Comment vaincre la misophonie ?

Au quotidien, écouter une musique agréable, sans occulter les bruits gênants, permet de mieux les supporter. Pour apprendre à gérer le stress et à s’autoapaiser, méditation, exercices de respiration, yoga et sophrologie sont bienvenus.

La colère provoquée par les bruits des autres amène souvent à éprouver de la honte envers soi, ainsi que de la culpabilité et des sentiments dépressifs. Partager son vécu avec des individus misophones, au travers d’une association ou d’un groupe de parole, aidera à prendre du recul.

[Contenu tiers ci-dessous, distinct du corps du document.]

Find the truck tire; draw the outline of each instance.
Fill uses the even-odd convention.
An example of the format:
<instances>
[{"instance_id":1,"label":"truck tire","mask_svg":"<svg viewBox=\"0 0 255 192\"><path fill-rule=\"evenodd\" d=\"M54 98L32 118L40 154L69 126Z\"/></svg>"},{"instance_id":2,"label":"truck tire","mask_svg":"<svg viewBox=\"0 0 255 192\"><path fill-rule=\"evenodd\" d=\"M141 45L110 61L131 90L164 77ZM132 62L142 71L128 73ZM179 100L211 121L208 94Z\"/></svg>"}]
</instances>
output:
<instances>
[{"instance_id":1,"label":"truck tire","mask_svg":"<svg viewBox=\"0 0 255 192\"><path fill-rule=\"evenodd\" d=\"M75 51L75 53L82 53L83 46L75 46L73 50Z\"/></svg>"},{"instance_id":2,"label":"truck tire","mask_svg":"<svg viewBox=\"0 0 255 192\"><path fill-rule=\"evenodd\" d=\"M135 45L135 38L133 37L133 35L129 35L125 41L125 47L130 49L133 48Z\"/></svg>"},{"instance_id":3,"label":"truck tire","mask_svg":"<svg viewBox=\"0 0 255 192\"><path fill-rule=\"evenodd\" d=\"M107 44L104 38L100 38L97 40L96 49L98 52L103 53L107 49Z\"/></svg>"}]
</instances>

Si le trouble ne passe pas et que les conséquences sur la qualité de vie sont importantes, il faut se rapprocher d’un.e thérapeute pour suivre le traitement le plus adapté à la phobie, mais également à la personne : thérapie par la parole, hypnose ou encore désensibilisation. Enfin, des audiologistes proposent des méthodes de rééducation.

À retenir

Les phobies sont généralement rattachées à une des cinq peurs communes :

  1. Peur existentielle : comme la peur de mourir ou de perdre le sens de la vie ;
  2. Peur de la mutilation (peur de perdre son intégrité) ;
  3. Peur de perdre son autonomie ;
  4. Peur de la séparation ;
  5. Peur de la mort de l’ego (échec, humiliation…).

Souvent causée par un traumatisme, la phobie permet à la personne de venir fixer son angoisse sur l’objet phobique, pour continuer à avancer, sans s’effondrer psychiquement.

Afin de dépasser une phobie, il est nécessaire dans un premier temps de la faire diagnostiquer pour ensuite remonter à sa source et analyser la situation traumatique, si elle a eu lieu, mais également toute la période qui a précédé l’événement et qui a pu cristalliser l’angoisse. L’EMDR aide notamment à nettoyer la mémoire traumatique.

Il ne faut pas chercher uniquement à traiter les symptômes, mais accepter de travailler sur les causes profondes, ce qui requiert un accompagnement thérapeutique favorisant l’adhésion du patient et son engagement. Soigner la racine est essentiel, sinon la phobie risque de muter.

L’hypnose est possible et efficace si la personne y a été préparée dans le cadre de la thérapie ou à travers des séances de relaxation et de méditation par exemple. Pour soulager les symptômes et défaire le cercle vicieux du triptyque pensées – émotions – comportements, les thérapies cognitives et comportementales sont véritablement puissantes.